OCDocker.OCScore.Dimensionality.future.Autoencoder module

Autoencoder models for the future Dimensionality pipeline.

class OCDocker.OCScore.Dimensionality.future.Autoencoder.ForwardOutput[source]

Bases: TypedDict

reconstruction: torch.Tensor
latent: torch.Tensor
mu: torch.Tensor
logvar: torch.Tensor
energy: torch.Tensor | None
class OCDocker.OCScore.Dimensionality.future.Autoencoder.MLP(*args, **kwargs)[source]

Bases: Module

Simple MLP with normalization and dropout.

Parameters:
  • input_size (int) – Input feature dimension.

  • layer_sizes (list[int]) – Layer sizes for the MLP (last size is output).

  • activations (str | list[tuple[str, dict]]) – Activation name or per-layer activation config.
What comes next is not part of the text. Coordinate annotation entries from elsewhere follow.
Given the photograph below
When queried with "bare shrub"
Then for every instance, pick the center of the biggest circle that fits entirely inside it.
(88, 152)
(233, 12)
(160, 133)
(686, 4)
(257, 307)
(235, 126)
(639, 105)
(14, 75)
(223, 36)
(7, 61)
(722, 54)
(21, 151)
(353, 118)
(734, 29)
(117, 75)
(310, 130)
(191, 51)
  • dropout (float, optional) – Dropout probability, by default 0.0.

  • norm (str, optional) – Normalization type: ‘batch’, ‘layer’, or ‘none’. Default ‘batch’.

  • output_activation (str, optional) – Activation for the last layer (if provided). Default ‘Identity’.

Example

>>> mlp = MLP(input_size=128, layer_sizes=[256, 64, 10], activations="ReLU", dropout=0.1)
>>> out = mlp(torch.randn(32, 128))
__init__(input_size, layer_sizes, activations='GELU', dropout=0.0, norm='batch', output_activation='Identity')[source]

Initialize MLP.

Parameters:
  • input_size (int) – Input feature dimension.

  • layer_sizes (list[int]) – Layer sizes for the MLP.

  • activations (str | list[tuple[str, dict]], optional) – Activation configuration, by default “GELU”.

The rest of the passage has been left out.